The plug connections:
Wouxun KG-UV3D Mic & Speaker Jacks
Tip
Ring
Shell
3.5 mm
+5 V
Mic audio
PTT
2.5 mm
Speaker audio
Buttons
Ground
One distressing change: the IC-Z1A mic power was 3.5 V behind 400 Ω = 6 mA into an optoisolator LED, but the KG-UV3D puts 5 V behind 50 kΩ = 100 µA into a dead short. I think the voltage will suffice to drive a logic-gate MOSFET to switch the power through a PNP transistor, but, for the moment, I hotwired OK1 and “control” the interface power by unplugging the external battery. The radio runs from its own snap-on Li-Ion pack.
The PTT now has a separate logic wire and is no longer multiplexed as a DC current on the audio line. The hack on OK2 was the easiest way to make that happen on the existing board, but the TT3 PTT Out line can probably drive the PTT directly.
I’m not happy with the audio levels; the KG-UV3D requires more mic gain (which change doesn’t appear in the mods) and more TT3 output.
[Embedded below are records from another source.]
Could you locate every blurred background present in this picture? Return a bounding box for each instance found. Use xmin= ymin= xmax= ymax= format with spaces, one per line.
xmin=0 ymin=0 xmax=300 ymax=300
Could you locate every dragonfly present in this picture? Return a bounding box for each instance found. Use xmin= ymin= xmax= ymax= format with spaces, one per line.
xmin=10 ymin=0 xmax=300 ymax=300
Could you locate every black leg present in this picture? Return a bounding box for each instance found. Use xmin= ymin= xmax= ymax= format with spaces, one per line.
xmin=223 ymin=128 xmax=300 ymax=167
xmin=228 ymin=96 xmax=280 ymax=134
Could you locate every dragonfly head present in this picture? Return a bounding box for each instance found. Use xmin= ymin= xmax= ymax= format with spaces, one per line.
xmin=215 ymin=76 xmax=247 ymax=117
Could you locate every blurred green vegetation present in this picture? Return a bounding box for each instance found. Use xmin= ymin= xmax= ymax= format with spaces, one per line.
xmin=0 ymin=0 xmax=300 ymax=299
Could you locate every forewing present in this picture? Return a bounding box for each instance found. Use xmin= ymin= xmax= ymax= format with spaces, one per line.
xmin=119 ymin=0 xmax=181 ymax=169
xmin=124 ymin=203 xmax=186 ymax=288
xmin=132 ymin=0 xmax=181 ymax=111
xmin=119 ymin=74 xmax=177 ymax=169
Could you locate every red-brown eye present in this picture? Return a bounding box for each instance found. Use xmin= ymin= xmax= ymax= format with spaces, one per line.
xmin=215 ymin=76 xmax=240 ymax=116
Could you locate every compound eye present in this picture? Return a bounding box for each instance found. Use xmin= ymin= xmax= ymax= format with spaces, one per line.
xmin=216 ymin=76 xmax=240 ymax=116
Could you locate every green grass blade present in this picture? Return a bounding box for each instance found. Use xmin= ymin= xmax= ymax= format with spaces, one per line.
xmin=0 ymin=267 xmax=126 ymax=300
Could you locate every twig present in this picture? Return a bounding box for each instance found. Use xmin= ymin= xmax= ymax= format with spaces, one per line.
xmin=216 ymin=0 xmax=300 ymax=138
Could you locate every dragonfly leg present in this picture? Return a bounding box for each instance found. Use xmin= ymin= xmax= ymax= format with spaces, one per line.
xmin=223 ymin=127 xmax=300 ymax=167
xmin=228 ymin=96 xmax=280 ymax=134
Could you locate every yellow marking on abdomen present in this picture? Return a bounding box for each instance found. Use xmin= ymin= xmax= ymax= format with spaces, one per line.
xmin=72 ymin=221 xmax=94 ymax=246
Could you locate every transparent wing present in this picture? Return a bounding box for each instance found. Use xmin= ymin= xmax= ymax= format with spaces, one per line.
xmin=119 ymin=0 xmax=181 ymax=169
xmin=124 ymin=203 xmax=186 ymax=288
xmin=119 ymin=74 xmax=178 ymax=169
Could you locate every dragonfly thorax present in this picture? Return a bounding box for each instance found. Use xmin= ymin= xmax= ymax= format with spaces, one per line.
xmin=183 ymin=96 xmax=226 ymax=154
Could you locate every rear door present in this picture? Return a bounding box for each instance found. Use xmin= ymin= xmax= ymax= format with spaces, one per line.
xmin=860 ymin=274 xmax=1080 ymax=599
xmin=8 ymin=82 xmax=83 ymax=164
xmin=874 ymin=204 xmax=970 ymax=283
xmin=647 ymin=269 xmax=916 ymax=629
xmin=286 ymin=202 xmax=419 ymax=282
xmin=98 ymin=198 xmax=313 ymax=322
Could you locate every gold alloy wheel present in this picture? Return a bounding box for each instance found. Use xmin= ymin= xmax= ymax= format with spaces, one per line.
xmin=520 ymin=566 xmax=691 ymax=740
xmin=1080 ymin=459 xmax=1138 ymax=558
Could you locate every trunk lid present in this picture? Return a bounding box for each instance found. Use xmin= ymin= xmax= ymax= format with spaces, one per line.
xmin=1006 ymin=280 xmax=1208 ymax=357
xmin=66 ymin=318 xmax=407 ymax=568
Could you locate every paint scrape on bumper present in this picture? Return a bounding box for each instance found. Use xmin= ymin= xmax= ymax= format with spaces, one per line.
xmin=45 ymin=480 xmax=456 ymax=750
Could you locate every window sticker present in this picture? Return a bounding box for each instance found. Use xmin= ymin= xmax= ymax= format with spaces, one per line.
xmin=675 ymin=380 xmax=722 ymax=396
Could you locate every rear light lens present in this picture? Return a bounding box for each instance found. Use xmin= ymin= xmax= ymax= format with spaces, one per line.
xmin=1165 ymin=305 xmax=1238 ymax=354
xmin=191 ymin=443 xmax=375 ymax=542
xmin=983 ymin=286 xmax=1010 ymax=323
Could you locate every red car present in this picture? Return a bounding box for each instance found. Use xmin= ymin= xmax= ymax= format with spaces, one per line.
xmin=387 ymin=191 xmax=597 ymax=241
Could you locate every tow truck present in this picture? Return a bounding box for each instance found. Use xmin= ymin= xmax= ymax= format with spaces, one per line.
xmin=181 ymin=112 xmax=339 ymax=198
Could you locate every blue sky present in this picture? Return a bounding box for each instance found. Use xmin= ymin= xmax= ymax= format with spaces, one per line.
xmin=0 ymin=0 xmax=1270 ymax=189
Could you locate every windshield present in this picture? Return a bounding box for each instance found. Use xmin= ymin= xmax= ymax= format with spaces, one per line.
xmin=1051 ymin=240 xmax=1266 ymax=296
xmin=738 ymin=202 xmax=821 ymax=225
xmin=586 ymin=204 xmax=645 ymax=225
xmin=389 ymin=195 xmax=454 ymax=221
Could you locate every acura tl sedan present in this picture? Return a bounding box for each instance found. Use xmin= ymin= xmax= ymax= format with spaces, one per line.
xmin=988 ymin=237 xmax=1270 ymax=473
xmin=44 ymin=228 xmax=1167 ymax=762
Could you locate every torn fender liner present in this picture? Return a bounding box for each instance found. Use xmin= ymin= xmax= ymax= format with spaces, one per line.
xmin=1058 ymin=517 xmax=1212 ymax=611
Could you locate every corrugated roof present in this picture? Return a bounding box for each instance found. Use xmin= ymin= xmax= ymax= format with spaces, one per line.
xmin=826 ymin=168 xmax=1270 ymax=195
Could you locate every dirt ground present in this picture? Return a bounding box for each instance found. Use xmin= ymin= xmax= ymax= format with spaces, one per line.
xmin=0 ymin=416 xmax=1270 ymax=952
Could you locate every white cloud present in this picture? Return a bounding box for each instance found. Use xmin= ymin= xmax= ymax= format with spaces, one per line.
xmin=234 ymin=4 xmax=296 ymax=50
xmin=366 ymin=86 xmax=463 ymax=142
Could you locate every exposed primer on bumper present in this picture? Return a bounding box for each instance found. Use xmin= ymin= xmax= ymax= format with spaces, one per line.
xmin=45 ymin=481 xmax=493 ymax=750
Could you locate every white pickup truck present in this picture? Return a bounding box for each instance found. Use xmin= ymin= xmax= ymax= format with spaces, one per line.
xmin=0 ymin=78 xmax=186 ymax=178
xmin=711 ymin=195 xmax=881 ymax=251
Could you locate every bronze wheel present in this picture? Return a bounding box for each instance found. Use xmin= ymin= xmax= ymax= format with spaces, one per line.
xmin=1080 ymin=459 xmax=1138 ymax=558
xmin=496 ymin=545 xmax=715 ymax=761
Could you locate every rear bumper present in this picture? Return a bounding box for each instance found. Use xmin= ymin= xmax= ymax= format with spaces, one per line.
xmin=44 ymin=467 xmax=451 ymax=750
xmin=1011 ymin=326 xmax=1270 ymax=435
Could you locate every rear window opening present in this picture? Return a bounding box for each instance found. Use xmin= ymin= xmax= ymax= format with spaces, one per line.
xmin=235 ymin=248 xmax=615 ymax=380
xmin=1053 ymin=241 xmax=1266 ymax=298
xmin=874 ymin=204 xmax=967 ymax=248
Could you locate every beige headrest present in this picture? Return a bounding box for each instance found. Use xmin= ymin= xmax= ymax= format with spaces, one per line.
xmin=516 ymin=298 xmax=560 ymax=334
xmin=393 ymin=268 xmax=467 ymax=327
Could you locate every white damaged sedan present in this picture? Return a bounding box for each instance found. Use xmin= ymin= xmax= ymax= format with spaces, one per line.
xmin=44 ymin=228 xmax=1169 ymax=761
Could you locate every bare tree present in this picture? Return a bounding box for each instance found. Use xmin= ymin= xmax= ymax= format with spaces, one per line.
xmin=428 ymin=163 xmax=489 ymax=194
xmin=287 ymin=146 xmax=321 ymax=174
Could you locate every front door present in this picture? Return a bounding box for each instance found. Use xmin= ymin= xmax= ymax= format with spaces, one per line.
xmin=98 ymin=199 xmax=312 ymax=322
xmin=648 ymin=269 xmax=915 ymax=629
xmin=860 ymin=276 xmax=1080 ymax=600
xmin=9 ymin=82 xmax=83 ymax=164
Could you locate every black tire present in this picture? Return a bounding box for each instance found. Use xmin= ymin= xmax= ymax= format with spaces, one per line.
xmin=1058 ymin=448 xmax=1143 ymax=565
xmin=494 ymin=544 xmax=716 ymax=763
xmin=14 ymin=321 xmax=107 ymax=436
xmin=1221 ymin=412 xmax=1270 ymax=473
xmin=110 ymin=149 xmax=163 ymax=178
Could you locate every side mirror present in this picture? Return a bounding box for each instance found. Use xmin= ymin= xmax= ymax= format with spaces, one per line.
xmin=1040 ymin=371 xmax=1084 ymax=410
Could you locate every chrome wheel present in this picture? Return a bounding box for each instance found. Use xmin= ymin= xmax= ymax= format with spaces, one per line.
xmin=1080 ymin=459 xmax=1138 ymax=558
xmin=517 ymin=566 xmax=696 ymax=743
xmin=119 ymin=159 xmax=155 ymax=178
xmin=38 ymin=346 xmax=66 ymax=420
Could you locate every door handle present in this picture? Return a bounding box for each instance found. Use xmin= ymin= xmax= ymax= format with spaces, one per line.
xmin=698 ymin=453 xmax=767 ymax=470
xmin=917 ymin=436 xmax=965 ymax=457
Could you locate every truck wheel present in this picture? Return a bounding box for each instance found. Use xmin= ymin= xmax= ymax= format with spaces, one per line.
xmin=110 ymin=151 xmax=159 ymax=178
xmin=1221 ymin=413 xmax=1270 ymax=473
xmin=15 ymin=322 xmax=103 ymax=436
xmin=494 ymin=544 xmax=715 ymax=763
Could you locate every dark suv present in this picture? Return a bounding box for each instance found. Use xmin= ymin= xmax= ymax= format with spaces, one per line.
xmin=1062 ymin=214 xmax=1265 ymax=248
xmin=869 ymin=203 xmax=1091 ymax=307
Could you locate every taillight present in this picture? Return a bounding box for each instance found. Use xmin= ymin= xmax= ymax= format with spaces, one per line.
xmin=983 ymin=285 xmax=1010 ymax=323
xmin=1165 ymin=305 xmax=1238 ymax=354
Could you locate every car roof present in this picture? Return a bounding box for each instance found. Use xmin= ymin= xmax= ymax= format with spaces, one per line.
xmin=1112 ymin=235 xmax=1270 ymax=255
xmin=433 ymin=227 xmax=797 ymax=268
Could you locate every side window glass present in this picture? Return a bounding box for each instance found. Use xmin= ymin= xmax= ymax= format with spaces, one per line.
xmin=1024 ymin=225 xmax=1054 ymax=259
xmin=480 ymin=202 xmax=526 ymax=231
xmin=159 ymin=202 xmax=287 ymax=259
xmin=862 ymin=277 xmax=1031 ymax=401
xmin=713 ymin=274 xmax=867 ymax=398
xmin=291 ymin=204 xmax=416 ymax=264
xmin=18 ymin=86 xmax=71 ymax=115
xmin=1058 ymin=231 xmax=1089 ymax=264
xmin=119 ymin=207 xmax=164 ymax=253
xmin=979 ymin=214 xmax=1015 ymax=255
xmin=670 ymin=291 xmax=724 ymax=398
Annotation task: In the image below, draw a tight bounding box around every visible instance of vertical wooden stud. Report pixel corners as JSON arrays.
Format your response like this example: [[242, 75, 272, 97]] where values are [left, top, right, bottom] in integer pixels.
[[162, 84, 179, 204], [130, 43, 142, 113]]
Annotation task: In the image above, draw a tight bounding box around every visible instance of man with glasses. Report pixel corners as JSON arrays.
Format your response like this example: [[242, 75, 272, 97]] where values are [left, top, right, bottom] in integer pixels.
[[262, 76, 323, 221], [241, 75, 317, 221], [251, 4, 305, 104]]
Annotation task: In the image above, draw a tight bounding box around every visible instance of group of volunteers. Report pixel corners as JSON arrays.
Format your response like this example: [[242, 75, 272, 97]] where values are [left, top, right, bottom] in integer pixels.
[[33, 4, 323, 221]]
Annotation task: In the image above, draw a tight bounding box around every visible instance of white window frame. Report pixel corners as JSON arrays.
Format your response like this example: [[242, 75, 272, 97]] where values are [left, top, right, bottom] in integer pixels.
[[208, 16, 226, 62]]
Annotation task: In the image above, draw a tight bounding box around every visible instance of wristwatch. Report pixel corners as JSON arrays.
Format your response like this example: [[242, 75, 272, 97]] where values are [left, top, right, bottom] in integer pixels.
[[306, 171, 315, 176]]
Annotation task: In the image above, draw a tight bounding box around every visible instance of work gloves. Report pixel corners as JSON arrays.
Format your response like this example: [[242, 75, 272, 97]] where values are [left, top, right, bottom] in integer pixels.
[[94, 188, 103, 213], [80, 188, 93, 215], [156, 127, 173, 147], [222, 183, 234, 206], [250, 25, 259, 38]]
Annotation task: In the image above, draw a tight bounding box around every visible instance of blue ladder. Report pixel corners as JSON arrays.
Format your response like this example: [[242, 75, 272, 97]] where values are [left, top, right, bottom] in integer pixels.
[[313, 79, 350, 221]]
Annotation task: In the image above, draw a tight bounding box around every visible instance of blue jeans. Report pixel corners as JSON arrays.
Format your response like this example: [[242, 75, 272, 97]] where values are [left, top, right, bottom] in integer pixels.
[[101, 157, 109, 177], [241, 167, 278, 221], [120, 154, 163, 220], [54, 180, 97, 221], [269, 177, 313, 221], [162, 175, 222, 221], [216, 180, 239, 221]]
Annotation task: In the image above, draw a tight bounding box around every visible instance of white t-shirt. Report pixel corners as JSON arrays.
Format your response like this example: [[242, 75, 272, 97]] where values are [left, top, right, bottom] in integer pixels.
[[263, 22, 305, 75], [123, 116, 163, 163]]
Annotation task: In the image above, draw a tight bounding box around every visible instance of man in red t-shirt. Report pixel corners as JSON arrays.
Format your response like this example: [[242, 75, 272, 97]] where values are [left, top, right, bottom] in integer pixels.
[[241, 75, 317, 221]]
Having tediously calibrated the TT3 for the IC-Z1A, I’m not looking forward to doing that again. I still like using an analog multiplexer to switch the audio signal, though, because it doesn’t mix the machine noise with the voice transmissions.
Bungied GPS Interface Box
There being no way to mount the box on the radio and no way to control the interface power if I did, I simply lashed it to the side of the pack holding the radio behind the seat. Obviously, that can’t last forever…
I think the KG-UV3D stuffs more RFI into the mic circuit, because that box is now in the only position that doesn’t result in weird voice audio dropouts. Given the precarious nature of the thing, though, I must look again after getting it in a box on the radio.
Earth to amateur radio manufacturers: seen from out here, it’d be perfectly OK to standardize some of this stuff!